How to write in .parquet (or any compressed extension)

I’m doing some simulation that the output can be around 1GB to 10GB, it’s not so big but we are probably going to run lots of simulations. Right now we are saving the output in .txt, but I’d like to write it in a better extension and I thought about .parq. I’ve seen the Parquet.jl but I don’t think I understood how to write with it. Here is how I am saving my files today:

using DelimitedFiles

aux1=10
aux2=20
aux3=30
header = [
    "aux1 = "*string(aux1)*"; This is aux1 in units of a.u.1"
    "aux2 = "*string(aux2)*"; This is aux2 in units of a.u.2"
    "aux3 = "*string(aux3)*"; This is aux3 in units of a.u.3"
]

filename = "testing_file"
format = ".txt"
delimiter = ','

output1_vec = collect(1:1:100)
output2_vec = rand(Complex{Float64}, 100)
output3_vec = rand(100)*1e21
output4_vec = rand(100)*1e2
data = [output1_vec output2_vec output3_vec output4_vec] # in matrix form
data_label = ["vec1 [units of au1]", "vec2 [units of au2]", "vec3 [units of au3]", "vec4 [units of au4]"] # in vector form

#-----------------------

open(filename*format; write=true) do f
    for i in header
        write(f, i*"\n")
    end
    write(f, "----------------------------------------\n")
    for i in data_label
        write(f, i)
        if i != data_label[end]
            write(f, ",")
        else
            write(f, "\n")
        end
    end
    writedlm(f, data, delimiter)
end

Which is basically a header and four columns with complex numbers. Any chance to put this in a more compressed extensions?

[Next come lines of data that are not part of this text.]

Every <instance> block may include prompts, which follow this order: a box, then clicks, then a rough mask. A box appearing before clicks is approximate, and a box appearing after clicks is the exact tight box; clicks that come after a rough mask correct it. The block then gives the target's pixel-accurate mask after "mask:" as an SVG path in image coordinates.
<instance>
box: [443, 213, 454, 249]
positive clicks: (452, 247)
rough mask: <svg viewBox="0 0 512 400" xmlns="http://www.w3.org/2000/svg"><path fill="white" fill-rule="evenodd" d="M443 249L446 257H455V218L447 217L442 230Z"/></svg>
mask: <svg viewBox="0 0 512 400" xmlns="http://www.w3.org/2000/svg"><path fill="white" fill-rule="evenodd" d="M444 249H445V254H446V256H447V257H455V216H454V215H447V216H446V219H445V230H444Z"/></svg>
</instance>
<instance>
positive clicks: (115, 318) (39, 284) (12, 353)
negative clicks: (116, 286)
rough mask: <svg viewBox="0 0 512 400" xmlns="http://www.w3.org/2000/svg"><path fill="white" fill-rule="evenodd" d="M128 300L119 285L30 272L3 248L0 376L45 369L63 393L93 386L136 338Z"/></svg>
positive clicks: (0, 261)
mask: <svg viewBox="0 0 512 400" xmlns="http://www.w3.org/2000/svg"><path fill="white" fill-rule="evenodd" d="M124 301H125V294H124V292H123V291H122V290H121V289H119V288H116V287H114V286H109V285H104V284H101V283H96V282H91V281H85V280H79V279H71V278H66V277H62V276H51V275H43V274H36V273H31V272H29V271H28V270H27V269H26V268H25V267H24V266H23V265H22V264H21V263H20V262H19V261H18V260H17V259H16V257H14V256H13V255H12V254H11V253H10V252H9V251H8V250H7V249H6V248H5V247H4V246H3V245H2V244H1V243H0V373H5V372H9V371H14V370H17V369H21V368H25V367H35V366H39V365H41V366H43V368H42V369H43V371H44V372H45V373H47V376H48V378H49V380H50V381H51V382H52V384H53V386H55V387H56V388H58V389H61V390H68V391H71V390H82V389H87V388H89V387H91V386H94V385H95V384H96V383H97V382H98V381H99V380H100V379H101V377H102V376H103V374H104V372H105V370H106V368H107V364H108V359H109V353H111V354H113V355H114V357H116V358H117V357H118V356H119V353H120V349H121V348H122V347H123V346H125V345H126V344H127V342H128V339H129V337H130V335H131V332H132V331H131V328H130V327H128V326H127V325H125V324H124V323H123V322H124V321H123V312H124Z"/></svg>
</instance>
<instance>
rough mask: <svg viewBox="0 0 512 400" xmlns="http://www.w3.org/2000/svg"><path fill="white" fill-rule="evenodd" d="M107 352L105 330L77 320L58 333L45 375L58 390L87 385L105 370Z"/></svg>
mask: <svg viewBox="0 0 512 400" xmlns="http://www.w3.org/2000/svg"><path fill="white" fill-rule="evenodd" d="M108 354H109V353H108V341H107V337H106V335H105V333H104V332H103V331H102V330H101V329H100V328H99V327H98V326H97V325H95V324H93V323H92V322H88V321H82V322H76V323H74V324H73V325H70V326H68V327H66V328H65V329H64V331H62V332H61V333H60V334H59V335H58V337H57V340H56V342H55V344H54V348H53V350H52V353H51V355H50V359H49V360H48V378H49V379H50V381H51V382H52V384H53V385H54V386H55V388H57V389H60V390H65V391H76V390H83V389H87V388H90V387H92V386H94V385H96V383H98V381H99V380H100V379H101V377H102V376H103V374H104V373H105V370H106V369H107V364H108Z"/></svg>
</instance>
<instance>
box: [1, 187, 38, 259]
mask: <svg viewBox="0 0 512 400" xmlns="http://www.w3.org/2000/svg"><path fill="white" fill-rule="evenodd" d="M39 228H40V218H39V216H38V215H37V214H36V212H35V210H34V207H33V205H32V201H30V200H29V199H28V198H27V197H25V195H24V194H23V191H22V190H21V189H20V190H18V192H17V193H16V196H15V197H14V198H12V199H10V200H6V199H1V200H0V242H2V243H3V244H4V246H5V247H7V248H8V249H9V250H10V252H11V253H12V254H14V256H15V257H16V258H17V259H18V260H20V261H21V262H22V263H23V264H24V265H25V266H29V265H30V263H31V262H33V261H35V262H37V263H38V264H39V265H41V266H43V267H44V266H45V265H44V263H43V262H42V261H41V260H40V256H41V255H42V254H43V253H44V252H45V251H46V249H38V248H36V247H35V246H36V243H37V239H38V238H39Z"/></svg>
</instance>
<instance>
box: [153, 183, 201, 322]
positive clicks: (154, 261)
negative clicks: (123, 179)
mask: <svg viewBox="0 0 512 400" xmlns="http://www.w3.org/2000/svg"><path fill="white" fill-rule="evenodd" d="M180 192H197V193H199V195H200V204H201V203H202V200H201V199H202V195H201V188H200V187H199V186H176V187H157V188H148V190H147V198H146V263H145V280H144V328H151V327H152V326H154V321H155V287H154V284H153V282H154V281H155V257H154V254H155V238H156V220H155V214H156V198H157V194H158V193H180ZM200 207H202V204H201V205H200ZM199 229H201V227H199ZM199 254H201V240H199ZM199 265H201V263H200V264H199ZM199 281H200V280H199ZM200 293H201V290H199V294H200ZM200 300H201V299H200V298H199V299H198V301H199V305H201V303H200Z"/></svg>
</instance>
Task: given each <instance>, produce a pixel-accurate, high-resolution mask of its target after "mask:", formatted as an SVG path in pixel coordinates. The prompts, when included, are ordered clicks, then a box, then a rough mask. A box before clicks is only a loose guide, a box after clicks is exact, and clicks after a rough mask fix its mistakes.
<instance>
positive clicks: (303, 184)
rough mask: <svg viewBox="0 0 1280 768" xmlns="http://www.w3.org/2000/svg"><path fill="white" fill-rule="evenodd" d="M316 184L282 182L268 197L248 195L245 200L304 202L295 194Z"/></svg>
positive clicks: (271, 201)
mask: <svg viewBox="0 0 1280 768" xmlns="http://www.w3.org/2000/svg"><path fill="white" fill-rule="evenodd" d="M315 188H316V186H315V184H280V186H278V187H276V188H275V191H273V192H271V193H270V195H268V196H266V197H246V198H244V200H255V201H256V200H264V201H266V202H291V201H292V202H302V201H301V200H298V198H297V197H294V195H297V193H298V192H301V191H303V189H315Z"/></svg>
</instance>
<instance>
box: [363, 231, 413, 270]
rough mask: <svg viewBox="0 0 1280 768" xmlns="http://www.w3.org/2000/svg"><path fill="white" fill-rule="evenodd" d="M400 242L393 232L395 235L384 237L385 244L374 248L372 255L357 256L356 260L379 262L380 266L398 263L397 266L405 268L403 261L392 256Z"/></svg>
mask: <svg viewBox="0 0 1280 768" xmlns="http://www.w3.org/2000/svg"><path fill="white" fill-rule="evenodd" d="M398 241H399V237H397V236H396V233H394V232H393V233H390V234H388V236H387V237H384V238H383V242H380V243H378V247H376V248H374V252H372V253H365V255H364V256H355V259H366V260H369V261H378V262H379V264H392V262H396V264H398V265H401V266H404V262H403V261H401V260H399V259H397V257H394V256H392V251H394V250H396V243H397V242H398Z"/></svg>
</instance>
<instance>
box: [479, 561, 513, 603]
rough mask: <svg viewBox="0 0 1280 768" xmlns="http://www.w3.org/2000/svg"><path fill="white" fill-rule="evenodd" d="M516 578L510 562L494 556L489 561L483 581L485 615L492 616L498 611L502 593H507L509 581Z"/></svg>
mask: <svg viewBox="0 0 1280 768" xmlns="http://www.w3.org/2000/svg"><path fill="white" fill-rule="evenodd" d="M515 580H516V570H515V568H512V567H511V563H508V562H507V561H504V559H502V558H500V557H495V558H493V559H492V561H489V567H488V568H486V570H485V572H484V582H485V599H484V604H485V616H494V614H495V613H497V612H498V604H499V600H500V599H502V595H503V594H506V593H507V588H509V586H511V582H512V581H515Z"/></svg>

can your data be loaded as DataFrames?

The parquet writer isn’t very good in Parquet.jl, I know cos I wrote it.

But CSV.jl is ok also JDF.jl is ok for you data size I think.

For Parquet.jl just read the section on writing files I think ti’s something like

using Parquet

write_parquet("path/tofile.parquet", df)
2 Likes

After putting my data as DataFrames, I could save them as .parquet with no problem, really thanks! But why isn’t it very good? Im looking for compact format, writting speed won’t be a problem for now :slight_smile:
The only question that I still have is how to put a header in my file, like the one I shown in the example.

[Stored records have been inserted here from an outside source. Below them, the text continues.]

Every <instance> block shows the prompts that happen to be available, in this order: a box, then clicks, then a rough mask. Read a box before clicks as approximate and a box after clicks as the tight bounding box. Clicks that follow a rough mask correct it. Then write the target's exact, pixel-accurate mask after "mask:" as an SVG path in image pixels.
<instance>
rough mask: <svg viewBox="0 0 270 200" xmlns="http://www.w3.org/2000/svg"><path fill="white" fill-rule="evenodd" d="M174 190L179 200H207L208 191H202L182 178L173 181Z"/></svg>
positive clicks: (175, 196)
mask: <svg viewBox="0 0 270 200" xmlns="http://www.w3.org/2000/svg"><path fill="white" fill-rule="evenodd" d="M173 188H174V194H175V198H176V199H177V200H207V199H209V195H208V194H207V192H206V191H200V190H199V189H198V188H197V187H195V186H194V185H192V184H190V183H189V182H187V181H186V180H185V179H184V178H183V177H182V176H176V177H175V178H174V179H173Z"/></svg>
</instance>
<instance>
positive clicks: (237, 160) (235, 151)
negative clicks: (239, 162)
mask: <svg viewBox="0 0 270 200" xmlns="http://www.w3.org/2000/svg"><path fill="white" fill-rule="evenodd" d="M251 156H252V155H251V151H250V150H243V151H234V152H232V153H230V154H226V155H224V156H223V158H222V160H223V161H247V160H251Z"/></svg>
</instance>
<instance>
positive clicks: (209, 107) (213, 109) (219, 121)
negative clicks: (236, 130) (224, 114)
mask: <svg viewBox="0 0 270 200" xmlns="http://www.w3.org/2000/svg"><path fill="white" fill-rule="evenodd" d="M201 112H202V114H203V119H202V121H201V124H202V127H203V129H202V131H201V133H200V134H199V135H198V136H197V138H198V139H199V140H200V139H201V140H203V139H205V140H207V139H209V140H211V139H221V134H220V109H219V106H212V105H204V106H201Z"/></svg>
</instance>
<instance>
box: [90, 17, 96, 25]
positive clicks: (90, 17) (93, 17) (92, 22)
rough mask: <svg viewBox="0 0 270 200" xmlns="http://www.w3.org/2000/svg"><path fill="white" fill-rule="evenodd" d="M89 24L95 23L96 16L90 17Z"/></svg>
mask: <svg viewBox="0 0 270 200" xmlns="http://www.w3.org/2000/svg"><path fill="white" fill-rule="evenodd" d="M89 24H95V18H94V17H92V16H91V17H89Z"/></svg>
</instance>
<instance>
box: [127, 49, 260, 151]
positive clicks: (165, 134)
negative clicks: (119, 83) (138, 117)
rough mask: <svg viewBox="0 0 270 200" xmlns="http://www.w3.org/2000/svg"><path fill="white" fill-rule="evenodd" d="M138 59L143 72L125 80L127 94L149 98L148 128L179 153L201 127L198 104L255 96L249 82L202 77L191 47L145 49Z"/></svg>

Too lazy to try and understand your example, but maybe try to look up the rename! function in DataFrames.jl. Suspect that is what u need.

It’s not very optimized, so it could be slow and doesn’t support everything e.g. datetime. I think someone is writing a Parquet2.jl

Ok. Parquet.jl is good as it has compression. JDF.jl also does compression.

Check out this article for comparisons of various formats: https://www.extremerisk.org/blog/computations/julia-and-saved-files/index.html

If you need long-term stability, Parquet.jl is ok and JDF.jl is not yet stable for the long term but I use it since it’s quite fast and stable for my use case.